Monthly Archives: August 2020

Supreme Court: Internal Affairs Records Are Confidential

The Supreme Court has settled the longstanding question of whether police internal affairs records are accessible under OPRA. In ruling on the validity of a Newark ordinance that created a civilian board to investigate citizens’ complaints of police misconduct, the Supreme Court emphasized that all records of such investigations are confidential. FOP v. City of Newark.

The Court based this conclusion on the Attorney General’s internal affairs policy. The Court held that this policy, which includes strict confidentiality mandates for all information concerning police misconduct investigations, must be followed. This determination is consistent with the Court’s prior case law in OPRA matters, which states that Attorney General law enforcement policies constitute binding legal requirements that establish exemptions under OPRA.

Interestingly, the Court noted its awareness that the Attorney General has recently changed the internal affairs policy to allow public disclosure of the identities of some disciplined officers, but said it was not addressing this or expressing a view regarding the revised policy. I presume the Court made this statement because it is mindful that it will soon be reviewing the unions’ challenge to this new policy, which is currently before the Appellate Division.
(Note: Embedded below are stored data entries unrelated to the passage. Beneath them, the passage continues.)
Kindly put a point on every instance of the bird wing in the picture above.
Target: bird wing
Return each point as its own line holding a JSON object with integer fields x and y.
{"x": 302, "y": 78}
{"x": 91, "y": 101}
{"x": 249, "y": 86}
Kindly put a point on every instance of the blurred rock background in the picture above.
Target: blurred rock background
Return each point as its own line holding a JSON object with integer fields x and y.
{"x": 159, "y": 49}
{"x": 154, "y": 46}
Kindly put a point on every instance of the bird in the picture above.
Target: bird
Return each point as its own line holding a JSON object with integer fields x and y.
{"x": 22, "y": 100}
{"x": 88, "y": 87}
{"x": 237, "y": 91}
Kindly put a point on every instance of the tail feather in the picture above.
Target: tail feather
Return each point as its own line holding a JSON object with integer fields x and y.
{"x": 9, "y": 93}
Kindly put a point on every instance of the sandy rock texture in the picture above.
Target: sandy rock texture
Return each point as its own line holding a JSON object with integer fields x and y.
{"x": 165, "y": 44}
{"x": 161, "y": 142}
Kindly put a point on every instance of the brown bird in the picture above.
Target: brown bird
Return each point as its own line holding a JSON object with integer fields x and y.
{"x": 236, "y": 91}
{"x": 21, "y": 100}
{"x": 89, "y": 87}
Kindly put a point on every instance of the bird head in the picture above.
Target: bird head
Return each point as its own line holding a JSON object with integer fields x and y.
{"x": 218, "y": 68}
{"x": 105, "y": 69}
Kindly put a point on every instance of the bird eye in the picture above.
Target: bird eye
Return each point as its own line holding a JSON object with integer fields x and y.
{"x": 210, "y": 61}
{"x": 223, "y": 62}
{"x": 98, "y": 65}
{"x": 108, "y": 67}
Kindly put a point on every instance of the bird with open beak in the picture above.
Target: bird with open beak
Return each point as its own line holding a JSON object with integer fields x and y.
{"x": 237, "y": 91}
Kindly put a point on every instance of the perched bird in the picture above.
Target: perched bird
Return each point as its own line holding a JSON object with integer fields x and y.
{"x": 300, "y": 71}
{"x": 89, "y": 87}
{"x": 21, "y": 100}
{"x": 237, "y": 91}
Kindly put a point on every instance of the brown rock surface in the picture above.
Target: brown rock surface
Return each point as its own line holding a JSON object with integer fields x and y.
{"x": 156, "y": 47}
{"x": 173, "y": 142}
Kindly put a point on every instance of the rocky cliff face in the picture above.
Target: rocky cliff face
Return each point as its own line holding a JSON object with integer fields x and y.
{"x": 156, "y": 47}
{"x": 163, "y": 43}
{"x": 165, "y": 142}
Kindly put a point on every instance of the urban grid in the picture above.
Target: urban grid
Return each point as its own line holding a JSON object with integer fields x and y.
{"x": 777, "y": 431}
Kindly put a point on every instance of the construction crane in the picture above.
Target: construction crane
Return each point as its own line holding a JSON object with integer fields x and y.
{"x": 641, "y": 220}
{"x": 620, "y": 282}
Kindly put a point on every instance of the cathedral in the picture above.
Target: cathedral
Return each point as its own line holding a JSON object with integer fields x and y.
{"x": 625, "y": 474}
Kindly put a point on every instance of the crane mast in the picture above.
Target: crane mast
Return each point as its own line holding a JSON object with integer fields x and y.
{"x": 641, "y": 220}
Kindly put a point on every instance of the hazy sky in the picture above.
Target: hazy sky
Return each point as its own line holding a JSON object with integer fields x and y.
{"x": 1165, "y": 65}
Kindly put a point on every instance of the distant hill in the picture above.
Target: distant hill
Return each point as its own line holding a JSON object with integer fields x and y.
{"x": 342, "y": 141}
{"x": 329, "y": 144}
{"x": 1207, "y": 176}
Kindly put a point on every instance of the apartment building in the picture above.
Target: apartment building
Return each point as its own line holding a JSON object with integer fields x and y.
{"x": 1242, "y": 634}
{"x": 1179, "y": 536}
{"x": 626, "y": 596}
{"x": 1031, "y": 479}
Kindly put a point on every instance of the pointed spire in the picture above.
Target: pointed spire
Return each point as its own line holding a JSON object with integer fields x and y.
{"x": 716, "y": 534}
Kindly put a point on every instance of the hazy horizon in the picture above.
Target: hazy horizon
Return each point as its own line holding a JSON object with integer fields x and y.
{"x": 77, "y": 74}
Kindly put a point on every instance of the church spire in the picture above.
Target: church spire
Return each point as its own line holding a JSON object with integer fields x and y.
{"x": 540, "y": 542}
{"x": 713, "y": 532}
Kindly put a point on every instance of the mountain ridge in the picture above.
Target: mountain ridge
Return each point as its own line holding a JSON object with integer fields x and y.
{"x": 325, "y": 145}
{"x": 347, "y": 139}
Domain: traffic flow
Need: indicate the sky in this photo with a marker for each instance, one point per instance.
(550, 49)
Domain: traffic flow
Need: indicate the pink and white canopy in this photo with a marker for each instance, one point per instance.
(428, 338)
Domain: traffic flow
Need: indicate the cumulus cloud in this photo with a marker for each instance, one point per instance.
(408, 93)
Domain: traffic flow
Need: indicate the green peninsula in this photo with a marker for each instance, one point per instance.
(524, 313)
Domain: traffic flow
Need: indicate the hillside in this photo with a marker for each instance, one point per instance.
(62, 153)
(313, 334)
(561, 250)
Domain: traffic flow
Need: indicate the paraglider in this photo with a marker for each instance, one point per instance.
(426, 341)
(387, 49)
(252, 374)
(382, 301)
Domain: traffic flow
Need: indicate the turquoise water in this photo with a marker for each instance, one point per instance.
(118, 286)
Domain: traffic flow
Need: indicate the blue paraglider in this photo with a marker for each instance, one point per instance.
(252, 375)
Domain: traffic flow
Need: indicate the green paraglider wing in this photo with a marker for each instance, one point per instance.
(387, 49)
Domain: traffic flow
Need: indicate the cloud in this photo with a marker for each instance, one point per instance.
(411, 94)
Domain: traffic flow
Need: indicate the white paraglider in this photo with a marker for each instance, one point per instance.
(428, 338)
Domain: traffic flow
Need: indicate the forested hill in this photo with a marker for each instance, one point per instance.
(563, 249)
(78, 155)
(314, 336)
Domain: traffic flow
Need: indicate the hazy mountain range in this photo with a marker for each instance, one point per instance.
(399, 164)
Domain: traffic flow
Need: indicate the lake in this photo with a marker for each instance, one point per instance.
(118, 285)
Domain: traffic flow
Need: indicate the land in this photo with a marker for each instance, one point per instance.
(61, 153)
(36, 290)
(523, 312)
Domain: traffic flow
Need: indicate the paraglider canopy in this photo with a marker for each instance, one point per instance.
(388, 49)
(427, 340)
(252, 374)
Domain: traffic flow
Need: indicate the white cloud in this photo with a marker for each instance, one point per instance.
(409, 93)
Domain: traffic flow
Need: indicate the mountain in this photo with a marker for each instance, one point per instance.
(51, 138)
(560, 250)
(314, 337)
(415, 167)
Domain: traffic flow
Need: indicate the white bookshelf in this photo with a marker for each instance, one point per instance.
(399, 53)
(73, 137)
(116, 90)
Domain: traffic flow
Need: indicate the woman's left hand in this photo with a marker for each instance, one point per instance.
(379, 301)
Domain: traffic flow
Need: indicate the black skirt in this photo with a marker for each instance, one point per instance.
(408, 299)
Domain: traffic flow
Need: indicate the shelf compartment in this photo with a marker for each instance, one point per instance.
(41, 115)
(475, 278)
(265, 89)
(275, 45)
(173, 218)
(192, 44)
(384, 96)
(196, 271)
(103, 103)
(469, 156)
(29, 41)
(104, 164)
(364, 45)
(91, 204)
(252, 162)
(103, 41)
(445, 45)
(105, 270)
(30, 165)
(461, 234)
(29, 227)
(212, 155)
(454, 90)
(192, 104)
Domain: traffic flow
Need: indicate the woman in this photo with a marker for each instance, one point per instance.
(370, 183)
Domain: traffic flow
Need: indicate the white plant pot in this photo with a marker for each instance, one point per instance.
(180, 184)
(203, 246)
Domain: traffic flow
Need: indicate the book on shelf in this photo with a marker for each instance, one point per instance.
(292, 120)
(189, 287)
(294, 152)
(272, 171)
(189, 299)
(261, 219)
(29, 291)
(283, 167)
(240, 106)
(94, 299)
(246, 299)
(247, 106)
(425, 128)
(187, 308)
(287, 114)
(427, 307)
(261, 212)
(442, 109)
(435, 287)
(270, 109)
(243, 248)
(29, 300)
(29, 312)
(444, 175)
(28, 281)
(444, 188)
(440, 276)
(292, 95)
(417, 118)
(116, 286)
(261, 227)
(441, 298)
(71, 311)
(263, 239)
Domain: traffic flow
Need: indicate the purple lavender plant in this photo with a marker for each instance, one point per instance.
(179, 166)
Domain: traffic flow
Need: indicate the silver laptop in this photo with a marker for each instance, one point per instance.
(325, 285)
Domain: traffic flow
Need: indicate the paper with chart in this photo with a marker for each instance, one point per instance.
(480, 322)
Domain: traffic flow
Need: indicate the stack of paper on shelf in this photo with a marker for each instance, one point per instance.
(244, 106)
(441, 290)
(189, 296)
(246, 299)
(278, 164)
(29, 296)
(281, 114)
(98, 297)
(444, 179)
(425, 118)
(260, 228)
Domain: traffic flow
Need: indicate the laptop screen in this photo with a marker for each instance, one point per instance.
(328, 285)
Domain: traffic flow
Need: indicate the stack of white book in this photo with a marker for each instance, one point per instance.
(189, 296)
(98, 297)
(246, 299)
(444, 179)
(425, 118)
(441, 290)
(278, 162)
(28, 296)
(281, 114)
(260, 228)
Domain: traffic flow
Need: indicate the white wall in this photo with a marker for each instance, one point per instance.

An Interesting Appellate Opinion on OPRA Attorney Fee Awards

The Appellate Division recently issued an opinion concerning an OPRA attorney fee award. Mills v. State of New Jersey. This unpublished opinion, while not precedential, is interesting for two reasons.

First, the court substantially reduced the requested fee award due to the plaintiff’s limited success in his OPRA suit. The requestor sought hundreds of documents, plus other records, but only obtained a single, 2-page document. According to the court, such minimal “qualitative” success, in an OPRA case that did not involve complex issues, justified reducing requestor’s attorney fee award by over 80%, to only $2376.

Second, and perhaps of more importance, the court rejected the requestor’s claim that he was entitled to fees for successfully obtaining some additional documents under the common law. As I’ve previously noted (see this post), litigants often point to language in the Supreme Court’s opinion in Mason v. Hoboken as requiring attorney fee awards in common law request cases, and some judges have made such awards. But the Appellate Division here correctly rejected the argument that Mason created a right to a mandatory attorney fee award when records are obtained through common law litigation.